Cerca de medio millar de niños y adolescentes de familias vulnerables participan este mes de julio en las Escuelas de Verano Municipales de Alicante. El programa busca ofrecer un espacio educativo, recreativo y social durante el verano, además de reforzar la alimentación saludable para menores de entre 3 y 17 años. Así lo ha explicado el alcalde, Luis Barcala, quien destacó que el programa incluye servicio de comedor y plazas específicas para niños y niñas con necesidades educativas especiales en el CEIP Mora Puchol.
El alcalde, acompañado por la concejala de Bienestar Social, Begoña León, visitó este miércoles la Escuela de Verano Municipal del CEIP Óscar Esplá. Este centro ha acogido a 15 pequeños de tres a cinco años y 70 de seis a 12, con programas educativos y actividades adaptadas a cada grupo de edad, incluyendo pruebas recreativas y juegos de agua.

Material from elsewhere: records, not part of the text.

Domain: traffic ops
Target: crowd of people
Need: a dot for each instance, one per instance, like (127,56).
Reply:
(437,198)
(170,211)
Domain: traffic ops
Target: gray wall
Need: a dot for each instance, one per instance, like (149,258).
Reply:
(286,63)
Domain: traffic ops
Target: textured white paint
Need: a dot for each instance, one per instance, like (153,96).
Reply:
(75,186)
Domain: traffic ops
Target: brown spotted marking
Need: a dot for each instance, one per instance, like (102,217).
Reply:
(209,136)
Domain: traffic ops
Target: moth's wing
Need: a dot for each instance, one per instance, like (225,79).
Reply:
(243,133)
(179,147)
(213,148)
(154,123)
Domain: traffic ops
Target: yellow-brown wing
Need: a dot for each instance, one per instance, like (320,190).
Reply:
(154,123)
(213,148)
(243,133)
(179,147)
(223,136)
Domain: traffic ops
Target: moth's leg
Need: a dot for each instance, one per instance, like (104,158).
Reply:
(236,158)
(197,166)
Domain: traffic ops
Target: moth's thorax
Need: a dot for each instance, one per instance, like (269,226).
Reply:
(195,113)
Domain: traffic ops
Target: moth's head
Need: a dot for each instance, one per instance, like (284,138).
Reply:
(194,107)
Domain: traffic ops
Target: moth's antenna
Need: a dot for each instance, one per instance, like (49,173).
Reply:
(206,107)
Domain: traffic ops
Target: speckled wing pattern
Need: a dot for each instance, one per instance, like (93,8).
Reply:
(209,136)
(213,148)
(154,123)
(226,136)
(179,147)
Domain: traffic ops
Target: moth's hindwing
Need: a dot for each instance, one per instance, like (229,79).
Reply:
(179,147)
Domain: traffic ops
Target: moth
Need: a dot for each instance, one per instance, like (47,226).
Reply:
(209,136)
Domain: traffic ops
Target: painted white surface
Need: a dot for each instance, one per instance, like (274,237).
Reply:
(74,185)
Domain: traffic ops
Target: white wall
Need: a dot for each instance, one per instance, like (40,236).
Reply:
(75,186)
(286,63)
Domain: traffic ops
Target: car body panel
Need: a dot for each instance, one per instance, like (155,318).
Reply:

Educación, ocio y apoyo alimentario
Las Escuelas de Verano Municipales son gratuitas y operan en horario de 9:00 a 14:00 horas, con la opción de ampliación a las 8:00 en algunos centros. Las sedes incluyen los centros sociales comunitarios Felicidad Sánchez y Gastón Castelló, así como los colegios Mora Puchol, San Roque, Azorín, Óscar Esplá, Lucentum y Gloria Fuertes.
Además de los talleres educativos y las actividades recreativas, que dan continuidad al trabajo anual de los centros municipales, cada menor recibe diariamente un menú envasado al vacío para consumo en sus domicilios, asegurando un refuerzo alimentario saludable.
Barcala resaltó que estas escuelas son «una herramienta clave para el apoyo educativo y social de los menores más vulnerables, ofreciendo un espacio donde aprender, jugar y crecer en un ambiente inclusivo y enriquecedor, en sintonía con los principios de igualdad de oportunidades y cohesión social». Añadió que el programa también «responde a la finalidad de detectar situaciones de riesgo que puedan repercutir al adecuado desarrollo personal de los menores participantes».